University of North Carolina in Chapel Hill, NC, Features Exhibits of African Masks and Divine Figures

University of North Carolina in Chapel Hill, NC, is presenting two exhibitions on view at the Ackland Museum including: Making Connections: African Masks, Rituals, and Art Museums Window to the Humanities, on view through Mar. 11, 2007 and Fashioning the Divine: South Asian Sculpture at the Ackland Art Museum, curated by Carolyn Wood and Pika Ghosh, on view through Mar. 25, 2007.

Making Connections exhibits a student researched and organized selection of the Ackland's African masks. The installation, including video, photographs, and interpretive labels, invites visitors to view masks as elements in larger ensembles of costuming, song, and performance, and to consider how they connect human communities with surrounding spiritual and natural worlds.

This exhibition was curated by Carol Magee and her students.

From graceful dancers to sword-wielding celestial women, from the creative power of Shiva to the compassion of the Buddha, the objects in Fashioning the Divine illuminate the desire of whole communities to overcome any and all distance between human beings and divine figures in South Asia between the second and thirteenth centuries. Like the beliefs these pieces embody, the exhibition is richly varied and complex. Each object serves as a small piece in an elaborate jigsaw puzzle, suggesting centuries of architecture, narrative, as well as individual and communal devotion across the Indian subcontinent.
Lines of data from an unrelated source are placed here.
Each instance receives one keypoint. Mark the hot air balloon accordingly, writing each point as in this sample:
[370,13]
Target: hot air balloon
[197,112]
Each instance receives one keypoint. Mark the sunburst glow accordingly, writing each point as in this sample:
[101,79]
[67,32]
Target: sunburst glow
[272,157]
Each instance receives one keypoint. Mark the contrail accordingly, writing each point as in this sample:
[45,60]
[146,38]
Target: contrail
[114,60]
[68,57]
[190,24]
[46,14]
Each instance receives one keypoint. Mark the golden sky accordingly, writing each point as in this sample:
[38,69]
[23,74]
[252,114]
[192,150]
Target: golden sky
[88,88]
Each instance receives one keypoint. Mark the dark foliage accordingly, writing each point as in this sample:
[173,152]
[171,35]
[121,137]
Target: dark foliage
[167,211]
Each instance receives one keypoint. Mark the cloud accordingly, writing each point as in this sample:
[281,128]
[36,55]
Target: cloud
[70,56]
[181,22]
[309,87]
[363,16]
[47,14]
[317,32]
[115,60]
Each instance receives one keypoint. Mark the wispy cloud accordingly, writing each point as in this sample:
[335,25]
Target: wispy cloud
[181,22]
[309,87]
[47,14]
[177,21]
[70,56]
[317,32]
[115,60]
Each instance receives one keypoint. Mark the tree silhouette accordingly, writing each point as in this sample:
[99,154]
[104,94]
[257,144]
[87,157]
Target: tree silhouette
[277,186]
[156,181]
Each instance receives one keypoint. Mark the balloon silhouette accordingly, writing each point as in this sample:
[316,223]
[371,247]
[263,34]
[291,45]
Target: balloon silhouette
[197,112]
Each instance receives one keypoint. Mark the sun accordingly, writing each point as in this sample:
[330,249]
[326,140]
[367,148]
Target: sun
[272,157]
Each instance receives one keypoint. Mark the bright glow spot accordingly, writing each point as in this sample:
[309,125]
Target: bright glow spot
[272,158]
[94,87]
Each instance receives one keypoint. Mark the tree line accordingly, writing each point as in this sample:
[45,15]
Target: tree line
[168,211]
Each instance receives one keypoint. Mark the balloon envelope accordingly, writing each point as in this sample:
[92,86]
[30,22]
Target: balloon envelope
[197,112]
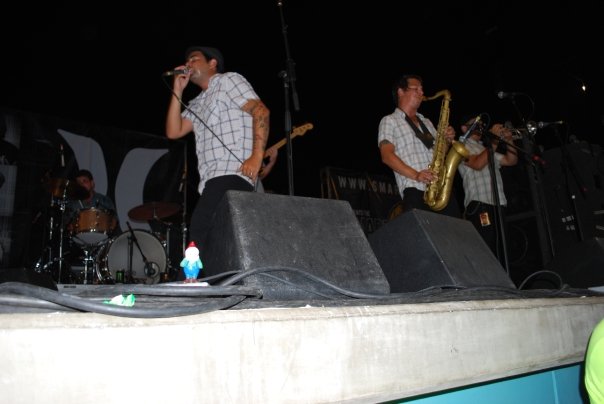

More than seven years in the planning, Fashioning the Divine celebrates twenty-four South Asian sculptures and fragments from the Ackland Collection, many of which, have never before been on display in the Ackland!

Continuing in a long tradition of collaborative research at the Ackland, Fashioning the Divine coincides with the publication of a scholarly catalogue of the same name. Pika Ghosh, Department of Art , The University of North Carolina at Chapel Hill served as lead scholar and editor. Three internationally recognized scholars provide introductions to three sections of the catalogue including: Janice Leoshko, University of Texas, Austin; Darielle Mason, Stella Kramrisch Curator of Indian and Himalayan Art, Philadelphia Museum of Art; and Padma Kaimal, Colgate University. The original research for each object was conducted by graduate students in the Art History program at The University of North Carolina at Chapel Hill.

This exhibition is made possible by an award from Palm Beach, America's International Fine Art & Antique Fair's Museum Publication Grant Program, the J. Charles Morrow III Ackland Endowment Fund, and the William Hayes Ackland Trust.